La mécanicienne s’arrêta au pied de la bête et parla. Alain vit un autre mécanicien se pencher à l’extérieur de ce qu’il avait imaginé être le dos de la créature. La conversation terminée, Mari fit demi-tour, mais se figea aussitôt. Elle se retourna, comme si elle avait senti son regard, et le dévisagea.

Alain inclina la tête vers elle. D’abord, elle resta immobile et silencieuse, puis elle se dirigea à sa rencontre d’un pas rapide. Il s’avança également pour qu’ils puissent discuter tranquillement sans être entendus ni par les mécaniciens ni par les communs. « Dis-moi, est-ce que tu vas bien ? demanda-t-elle.

— Je ne suis pas blessé.

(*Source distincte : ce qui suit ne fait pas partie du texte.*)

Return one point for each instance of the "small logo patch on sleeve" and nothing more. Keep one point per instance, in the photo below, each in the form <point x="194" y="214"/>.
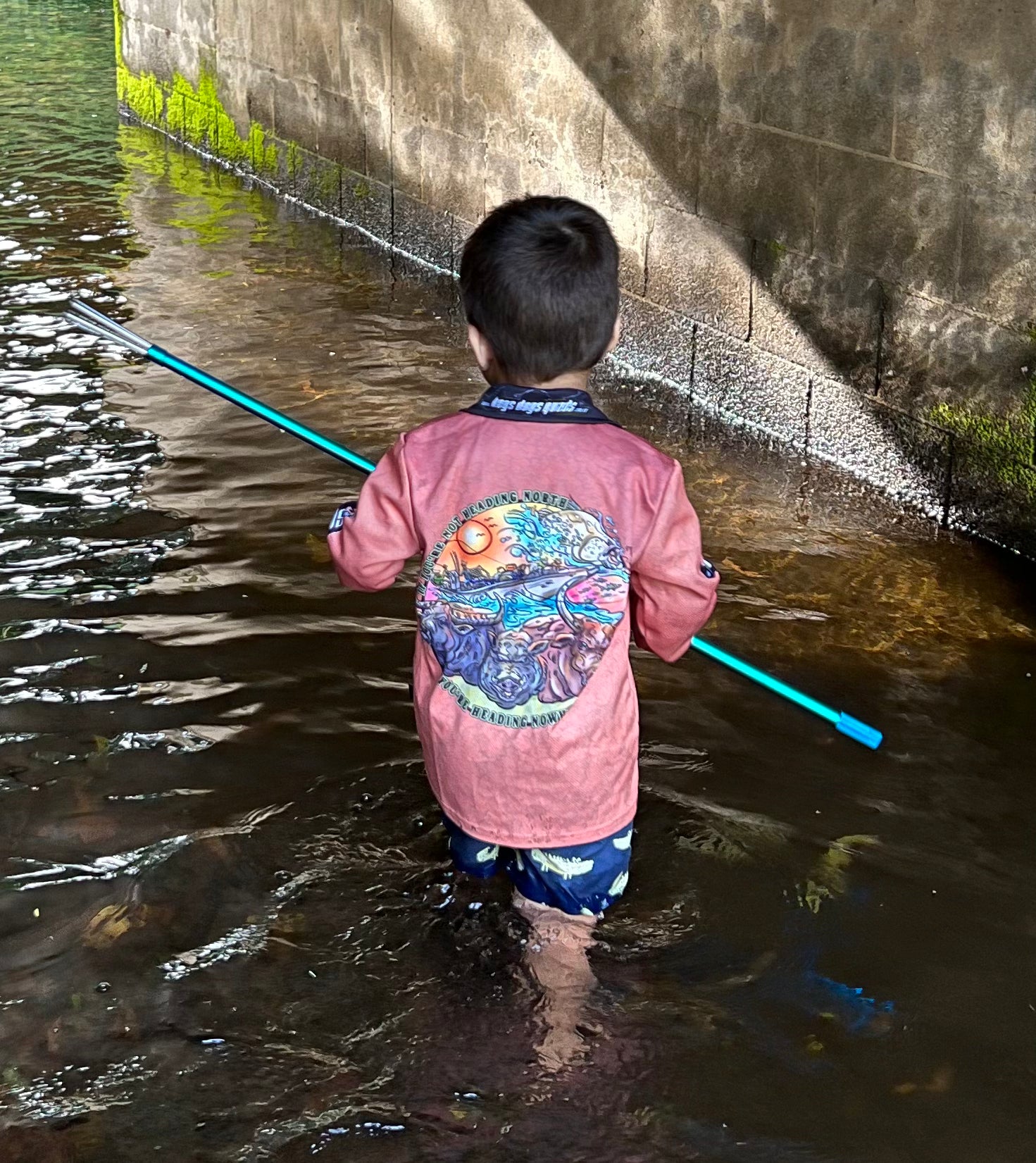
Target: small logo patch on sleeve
<point x="342" y="514"/>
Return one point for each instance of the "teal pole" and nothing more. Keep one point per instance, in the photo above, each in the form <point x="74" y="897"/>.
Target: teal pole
<point x="870" y="736"/>
<point x="278" y="419"/>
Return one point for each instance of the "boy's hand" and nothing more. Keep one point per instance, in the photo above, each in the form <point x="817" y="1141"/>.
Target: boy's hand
<point x="343" y="513"/>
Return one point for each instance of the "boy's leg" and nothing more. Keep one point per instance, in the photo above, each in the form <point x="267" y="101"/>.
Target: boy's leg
<point x="476" y="857"/>
<point x="561" y="893"/>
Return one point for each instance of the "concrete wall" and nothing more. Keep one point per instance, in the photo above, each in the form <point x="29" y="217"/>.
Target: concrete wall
<point x="809" y="194"/>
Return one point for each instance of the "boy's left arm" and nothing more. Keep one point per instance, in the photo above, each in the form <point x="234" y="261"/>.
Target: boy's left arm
<point x="371" y="541"/>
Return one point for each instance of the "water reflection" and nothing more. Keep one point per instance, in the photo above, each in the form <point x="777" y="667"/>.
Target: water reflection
<point x="230" y="928"/>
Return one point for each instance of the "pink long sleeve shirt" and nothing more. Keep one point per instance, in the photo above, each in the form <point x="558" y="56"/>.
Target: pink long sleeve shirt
<point x="549" y="537"/>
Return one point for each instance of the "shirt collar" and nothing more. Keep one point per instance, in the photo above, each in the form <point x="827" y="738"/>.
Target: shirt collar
<point x="553" y="406"/>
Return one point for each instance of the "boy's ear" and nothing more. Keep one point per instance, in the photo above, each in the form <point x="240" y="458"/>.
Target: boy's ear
<point x="480" y="346"/>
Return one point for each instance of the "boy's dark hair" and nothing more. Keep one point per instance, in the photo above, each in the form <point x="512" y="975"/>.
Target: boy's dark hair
<point x="539" y="280"/>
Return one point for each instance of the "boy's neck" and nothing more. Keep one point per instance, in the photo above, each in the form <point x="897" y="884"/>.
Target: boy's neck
<point x="568" y="382"/>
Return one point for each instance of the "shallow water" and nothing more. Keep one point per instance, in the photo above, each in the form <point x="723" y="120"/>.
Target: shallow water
<point x="230" y="932"/>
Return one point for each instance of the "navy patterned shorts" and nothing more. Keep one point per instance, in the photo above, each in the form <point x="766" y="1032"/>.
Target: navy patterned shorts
<point x="580" y="879"/>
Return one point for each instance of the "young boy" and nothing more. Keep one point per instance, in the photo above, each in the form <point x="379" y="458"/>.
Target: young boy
<point x="549" y="536"/>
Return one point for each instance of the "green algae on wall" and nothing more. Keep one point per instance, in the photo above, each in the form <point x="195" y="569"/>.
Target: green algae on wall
<point x="196" y="116"/>
<point x="1005" y="446"/>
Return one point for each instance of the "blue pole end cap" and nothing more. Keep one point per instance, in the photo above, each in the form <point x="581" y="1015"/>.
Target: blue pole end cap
<point x="870" y="736"/>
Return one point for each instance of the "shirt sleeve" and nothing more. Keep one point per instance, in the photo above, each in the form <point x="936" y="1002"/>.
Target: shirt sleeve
<point x="673" y="589"/>
<point x="371" y="545"/>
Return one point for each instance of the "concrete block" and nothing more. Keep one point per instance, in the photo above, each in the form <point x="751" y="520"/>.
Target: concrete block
<point x="751" y="385"/>
<point x="313" y="53"/>
<point x="504" y="180"/>
<point x="196" y="23"/>
<point x="462" y="232"/>
<point x="701" y="60"/>
<point x="936" y="353"/>
<point x="816" y="314"/>
<point x="406" y="155"/>
<point x="137" y="49"/>
<point x="654" y="409"/>
<point x="656" y="342"/>
<point x="562" y="116"/>
<point x="366" y="204"/>
<point x="271" y="35"/>
<point x="454" y="173"/>
<point x="998" y="255"/>
<point x="836" y="84"/>
<point x="296" y="111"/>
<point x="366" y="39"/>
<point x="954" y="116"/>
<point x="664" y="161"/>
<point x="341" y="134"/>
<point x="378" y="141"/>
<point x="234" y="77"/>
<point x="426" y="61"/>
<point x="423" y="232"/>
<point x="151" y="49"/>
<point x="701" y="270"/>
<point x="887" y="220"/>
<point x="233" y="23"/>
<point x="759" y="183"/>
<point x="261" y="89"/>
<point x="164" y="14"/>
<point x="902" y="456"/>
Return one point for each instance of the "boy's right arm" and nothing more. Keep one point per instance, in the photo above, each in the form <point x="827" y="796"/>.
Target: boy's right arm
<point x="673" y="589"/>
<point x="371" y="541"/>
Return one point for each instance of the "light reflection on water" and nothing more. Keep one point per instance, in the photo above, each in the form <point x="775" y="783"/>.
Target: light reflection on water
<point x="228" y="928"/>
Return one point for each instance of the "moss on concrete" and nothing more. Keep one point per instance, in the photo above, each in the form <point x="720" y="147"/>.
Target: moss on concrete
<point x="1005" y="446"/>
<point x="194" y="114"/>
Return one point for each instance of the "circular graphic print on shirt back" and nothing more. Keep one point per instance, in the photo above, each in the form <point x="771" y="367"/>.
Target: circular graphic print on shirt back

Et toi ?

— Je vais bien. » Elle fut parcourue d’un frisson. « J’étais dans la locomotive. Il s’en est fallu de peu pour que nous basculions dans le vide.

— Locomotive ? C’est le nom de la créature ?

— Créature ? » Elle fit une pause, hésitante. « Ce n’est pas vivant.

— D’accord. Comme un troll.

— Un quoi ? Non.

— Est-ce toi qui l’as créée ?

— Moi ? Noooon. Cette locomotive a largement plus d’un siècle. Elle est dans le coin depuis bien plus longtemps que moi. Je sais simplement comment les conduire, les manier. Est-ce que tu comprends ?

— Non. Quiconque invoque une créature est le seul capable de la contrôler.

— Je ne peux pas t’expliquer ça maintenant. Cela n’obéit pas aux règles des ma… Cela n’obéit pas à tes règles. » Elle se retourna et regarda au-delà de la locomotive. « Le mécanicien qui est de quart m’a dit que d’habitude il s’ennuie sur ce tronçon du trajet et a du mal à rester éveillé. Mais j’ai été désignée pour être dans la locomotive avec lui parce que la vapeur fait partie de mes spécialités. J’étais tellement nerveuse que j’avais en permanence l’œil rivé sur la voie devant nous et, que les étoiles en soient remerciées, j’ai vu le pont cassé juste à temps. Sinon, nous serions tous morts.

— Peut-être as-tu le don d’augure… Néanmoins, tous ne seraient pas morts. Tes collègues mécaniciens dans la dernière voiture auraient survécu.